The Sundarbans is one of the largest mangrove forests in the world, covering an area of 140,000 hectares. It is a cluster of low-lying islands in the Bay of Bengal, spread across India and Bangladesh. It is an archipelago of 102 islands. Out of these 102 islands, 54 are inhabited by people.
In 1757, East India Company took all rights of Sundarbans from Mughal Emperor Alamgir II. The Sundarbans National Park was declared a UNESCO World Heritage in 1987.
Quick Facts: –
- The Sundarbans is also known as the Green Delta, which is formed by the amalgamation of two famous rivers, Brahmaputra and Ganga.
- This mangrove forest supports 334 species of plants, 8 species of amphibians, 44 species of fishes, 53 species of reptiles, 315 species of birds, 49 species of mammals.
- The Sundarbans Jungle has been named after the large mangrove trees Sundari.
- This national Forest has the largest Fishery Board in India. It covers a total area of 50 hectares.
- This rainforest is a renowned place for tiger conservation under the Tiger Project.
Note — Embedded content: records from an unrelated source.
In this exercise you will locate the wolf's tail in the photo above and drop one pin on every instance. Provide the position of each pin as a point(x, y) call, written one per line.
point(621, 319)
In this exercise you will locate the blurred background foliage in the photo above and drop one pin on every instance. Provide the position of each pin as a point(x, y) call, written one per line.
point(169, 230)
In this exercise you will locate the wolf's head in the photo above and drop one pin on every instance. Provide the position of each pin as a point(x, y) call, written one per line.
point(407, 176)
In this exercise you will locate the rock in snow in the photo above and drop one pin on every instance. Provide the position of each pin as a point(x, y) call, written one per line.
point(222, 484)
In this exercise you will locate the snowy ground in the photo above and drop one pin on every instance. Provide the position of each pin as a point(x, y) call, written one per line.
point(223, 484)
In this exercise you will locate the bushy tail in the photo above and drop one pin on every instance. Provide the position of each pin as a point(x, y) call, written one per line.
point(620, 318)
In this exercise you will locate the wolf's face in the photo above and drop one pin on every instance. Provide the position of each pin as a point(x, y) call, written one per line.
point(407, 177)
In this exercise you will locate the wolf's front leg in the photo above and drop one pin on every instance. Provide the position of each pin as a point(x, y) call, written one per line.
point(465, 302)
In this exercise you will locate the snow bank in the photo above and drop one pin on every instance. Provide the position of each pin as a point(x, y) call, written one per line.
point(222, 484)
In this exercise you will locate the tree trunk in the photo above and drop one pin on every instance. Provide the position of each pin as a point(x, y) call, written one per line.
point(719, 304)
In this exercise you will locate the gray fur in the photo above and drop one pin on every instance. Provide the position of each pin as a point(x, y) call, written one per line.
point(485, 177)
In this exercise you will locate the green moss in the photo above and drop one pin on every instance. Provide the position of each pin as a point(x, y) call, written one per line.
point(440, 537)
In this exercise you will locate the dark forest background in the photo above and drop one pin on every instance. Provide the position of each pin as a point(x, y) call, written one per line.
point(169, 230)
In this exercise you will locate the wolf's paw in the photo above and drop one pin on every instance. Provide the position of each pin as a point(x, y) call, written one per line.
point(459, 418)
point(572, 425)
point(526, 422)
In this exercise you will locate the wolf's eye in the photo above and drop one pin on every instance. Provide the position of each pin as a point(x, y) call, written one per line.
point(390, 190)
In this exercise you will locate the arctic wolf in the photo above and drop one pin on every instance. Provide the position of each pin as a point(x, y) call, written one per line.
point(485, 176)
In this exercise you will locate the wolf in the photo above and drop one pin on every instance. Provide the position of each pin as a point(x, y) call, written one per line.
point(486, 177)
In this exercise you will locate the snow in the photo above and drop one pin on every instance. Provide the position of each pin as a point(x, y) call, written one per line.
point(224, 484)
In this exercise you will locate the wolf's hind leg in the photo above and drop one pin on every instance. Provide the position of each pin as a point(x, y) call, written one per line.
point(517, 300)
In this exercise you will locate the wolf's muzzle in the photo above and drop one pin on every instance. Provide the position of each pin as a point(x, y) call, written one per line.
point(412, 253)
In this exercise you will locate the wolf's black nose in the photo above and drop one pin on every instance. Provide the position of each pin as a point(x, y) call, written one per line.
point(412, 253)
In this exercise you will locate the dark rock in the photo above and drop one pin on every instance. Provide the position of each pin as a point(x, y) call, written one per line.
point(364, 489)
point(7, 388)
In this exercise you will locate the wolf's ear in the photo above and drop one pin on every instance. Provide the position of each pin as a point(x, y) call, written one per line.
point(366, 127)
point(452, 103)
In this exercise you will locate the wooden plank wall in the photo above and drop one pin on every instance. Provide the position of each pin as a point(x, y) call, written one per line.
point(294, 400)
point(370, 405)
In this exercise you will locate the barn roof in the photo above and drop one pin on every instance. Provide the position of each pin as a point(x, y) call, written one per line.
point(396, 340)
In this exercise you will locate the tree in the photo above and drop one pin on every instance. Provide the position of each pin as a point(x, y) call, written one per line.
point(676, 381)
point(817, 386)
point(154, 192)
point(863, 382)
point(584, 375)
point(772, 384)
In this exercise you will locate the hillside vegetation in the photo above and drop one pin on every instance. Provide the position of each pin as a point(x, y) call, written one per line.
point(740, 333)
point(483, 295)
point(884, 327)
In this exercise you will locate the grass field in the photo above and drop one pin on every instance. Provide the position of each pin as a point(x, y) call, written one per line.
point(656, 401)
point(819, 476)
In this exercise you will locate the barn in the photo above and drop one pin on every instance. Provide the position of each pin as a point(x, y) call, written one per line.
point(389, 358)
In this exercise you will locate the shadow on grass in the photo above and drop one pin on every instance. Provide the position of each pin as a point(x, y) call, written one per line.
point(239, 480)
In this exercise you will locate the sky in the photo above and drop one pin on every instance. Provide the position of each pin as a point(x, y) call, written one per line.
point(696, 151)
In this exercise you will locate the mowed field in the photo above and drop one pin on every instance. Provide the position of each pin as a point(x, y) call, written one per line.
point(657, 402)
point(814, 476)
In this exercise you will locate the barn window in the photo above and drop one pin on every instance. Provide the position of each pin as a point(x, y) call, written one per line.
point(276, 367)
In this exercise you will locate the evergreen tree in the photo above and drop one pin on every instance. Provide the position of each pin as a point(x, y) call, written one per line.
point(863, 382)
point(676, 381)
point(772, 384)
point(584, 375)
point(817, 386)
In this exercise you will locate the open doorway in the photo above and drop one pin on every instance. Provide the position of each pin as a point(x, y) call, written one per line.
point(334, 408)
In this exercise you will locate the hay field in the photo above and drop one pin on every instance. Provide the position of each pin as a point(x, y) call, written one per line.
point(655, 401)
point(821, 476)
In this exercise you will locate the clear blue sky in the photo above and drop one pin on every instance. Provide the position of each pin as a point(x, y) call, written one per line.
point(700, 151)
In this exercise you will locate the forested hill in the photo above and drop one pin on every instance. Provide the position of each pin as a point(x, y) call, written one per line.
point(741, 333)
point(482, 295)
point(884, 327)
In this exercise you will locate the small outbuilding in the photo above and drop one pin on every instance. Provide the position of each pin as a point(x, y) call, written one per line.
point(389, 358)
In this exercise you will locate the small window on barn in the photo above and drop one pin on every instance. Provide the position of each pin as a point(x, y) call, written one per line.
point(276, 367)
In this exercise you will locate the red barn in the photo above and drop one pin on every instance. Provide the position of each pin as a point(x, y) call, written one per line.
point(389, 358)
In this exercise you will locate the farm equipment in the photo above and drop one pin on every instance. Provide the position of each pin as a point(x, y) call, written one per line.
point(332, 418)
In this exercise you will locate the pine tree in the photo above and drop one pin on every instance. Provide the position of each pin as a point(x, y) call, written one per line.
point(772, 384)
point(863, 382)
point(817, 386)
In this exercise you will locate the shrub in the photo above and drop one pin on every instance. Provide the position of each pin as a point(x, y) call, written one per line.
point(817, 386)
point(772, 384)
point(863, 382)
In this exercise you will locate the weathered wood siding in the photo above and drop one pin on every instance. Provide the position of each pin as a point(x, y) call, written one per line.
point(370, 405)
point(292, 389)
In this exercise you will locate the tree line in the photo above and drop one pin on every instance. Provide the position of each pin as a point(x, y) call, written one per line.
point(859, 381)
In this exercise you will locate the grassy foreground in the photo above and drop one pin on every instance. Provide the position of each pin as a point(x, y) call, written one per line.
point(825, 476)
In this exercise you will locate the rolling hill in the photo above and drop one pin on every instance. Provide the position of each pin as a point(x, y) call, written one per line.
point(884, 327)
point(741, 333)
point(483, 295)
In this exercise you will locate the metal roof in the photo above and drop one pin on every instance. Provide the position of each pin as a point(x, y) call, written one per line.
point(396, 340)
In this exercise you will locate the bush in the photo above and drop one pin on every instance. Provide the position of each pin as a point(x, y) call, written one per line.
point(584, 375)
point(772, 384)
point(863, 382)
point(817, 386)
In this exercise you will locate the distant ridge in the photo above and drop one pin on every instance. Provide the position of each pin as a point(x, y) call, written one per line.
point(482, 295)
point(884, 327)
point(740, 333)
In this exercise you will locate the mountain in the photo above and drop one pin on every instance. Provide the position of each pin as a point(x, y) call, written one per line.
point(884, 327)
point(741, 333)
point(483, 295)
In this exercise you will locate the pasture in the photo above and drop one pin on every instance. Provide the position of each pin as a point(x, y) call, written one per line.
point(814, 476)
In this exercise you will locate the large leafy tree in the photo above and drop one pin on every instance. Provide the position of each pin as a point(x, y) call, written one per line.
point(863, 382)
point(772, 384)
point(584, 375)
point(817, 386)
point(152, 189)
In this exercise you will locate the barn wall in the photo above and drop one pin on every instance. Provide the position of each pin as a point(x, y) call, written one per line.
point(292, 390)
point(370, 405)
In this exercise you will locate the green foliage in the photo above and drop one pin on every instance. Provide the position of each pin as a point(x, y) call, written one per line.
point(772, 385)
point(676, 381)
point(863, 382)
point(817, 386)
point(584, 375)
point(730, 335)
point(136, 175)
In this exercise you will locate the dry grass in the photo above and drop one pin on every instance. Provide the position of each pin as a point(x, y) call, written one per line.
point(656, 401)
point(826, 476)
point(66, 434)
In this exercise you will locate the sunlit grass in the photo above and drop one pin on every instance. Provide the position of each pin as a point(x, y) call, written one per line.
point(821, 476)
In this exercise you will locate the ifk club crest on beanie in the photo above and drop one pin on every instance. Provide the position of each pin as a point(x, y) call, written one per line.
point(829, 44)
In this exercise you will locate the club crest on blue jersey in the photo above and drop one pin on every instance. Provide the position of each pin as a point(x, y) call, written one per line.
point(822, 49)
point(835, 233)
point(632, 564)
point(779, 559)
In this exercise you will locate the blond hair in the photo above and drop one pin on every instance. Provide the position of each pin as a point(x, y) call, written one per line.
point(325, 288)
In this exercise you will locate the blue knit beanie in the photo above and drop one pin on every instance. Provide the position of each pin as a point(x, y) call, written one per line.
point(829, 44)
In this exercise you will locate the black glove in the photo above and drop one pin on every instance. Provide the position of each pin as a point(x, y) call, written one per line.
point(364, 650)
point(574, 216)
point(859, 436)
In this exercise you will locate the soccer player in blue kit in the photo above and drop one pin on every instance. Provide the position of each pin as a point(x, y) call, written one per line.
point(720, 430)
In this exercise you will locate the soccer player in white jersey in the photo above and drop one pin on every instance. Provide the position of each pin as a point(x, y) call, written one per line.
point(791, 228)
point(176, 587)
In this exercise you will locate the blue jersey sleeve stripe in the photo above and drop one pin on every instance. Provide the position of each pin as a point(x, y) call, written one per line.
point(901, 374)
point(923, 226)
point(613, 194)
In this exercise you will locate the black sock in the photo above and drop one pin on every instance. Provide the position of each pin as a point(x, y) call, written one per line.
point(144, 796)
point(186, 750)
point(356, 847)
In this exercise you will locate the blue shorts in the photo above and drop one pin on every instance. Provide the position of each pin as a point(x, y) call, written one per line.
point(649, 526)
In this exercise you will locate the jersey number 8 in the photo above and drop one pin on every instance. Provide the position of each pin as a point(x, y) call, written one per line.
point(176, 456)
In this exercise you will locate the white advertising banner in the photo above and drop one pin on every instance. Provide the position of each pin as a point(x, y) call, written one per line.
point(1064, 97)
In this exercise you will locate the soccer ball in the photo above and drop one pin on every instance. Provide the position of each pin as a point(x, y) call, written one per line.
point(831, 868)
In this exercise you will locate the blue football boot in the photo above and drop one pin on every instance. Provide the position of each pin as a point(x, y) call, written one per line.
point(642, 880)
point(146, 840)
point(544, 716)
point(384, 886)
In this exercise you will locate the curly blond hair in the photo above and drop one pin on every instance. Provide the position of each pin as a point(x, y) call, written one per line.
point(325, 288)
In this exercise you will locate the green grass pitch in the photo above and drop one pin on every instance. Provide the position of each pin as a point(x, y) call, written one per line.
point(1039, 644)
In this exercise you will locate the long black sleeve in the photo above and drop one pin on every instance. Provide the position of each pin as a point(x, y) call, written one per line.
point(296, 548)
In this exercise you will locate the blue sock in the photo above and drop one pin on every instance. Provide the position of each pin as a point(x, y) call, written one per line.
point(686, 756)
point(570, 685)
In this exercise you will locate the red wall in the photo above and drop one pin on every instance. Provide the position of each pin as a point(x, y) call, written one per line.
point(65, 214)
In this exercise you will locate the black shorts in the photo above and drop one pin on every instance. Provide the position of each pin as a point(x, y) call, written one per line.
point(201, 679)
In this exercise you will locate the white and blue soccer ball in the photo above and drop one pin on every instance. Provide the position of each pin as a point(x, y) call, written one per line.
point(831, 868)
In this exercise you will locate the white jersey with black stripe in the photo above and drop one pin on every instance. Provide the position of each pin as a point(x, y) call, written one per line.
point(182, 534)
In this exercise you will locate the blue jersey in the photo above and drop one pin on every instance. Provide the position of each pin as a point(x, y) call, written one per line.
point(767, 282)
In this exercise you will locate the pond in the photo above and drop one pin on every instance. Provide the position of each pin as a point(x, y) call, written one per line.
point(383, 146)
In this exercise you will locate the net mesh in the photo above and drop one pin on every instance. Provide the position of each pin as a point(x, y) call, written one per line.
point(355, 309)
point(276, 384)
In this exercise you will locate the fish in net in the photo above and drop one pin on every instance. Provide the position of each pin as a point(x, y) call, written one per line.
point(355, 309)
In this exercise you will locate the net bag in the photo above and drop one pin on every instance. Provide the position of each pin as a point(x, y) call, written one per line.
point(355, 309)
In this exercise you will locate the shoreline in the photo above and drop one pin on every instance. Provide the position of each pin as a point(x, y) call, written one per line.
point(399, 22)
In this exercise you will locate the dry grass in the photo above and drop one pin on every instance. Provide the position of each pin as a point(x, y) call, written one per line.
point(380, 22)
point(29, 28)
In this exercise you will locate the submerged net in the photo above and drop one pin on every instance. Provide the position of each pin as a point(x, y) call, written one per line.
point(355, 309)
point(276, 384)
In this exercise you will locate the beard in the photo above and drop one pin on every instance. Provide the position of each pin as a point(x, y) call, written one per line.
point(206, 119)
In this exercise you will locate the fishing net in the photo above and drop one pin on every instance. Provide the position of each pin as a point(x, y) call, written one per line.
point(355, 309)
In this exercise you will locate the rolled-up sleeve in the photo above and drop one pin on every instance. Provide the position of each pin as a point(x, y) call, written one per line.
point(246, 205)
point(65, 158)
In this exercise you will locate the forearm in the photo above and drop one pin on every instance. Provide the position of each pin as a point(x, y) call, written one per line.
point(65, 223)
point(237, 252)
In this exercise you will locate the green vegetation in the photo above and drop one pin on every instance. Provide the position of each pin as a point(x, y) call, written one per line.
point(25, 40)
It is estimated to have 400 majestic and fiery Royal Bengal Tigers.
- Waterways are the main mode of transportation from one island to the other.
- Gosaba is the biggest and the last inhabited island on the Indian part of this large mangrove forest.
- Sundarban is one of the poorest and most densely populated regions of South Asia. It has a population of about 8 million.
- This region experiences high and low tides two times in a day.
- This national forest is being considered for being listed among the New Seven Wonders of Nature.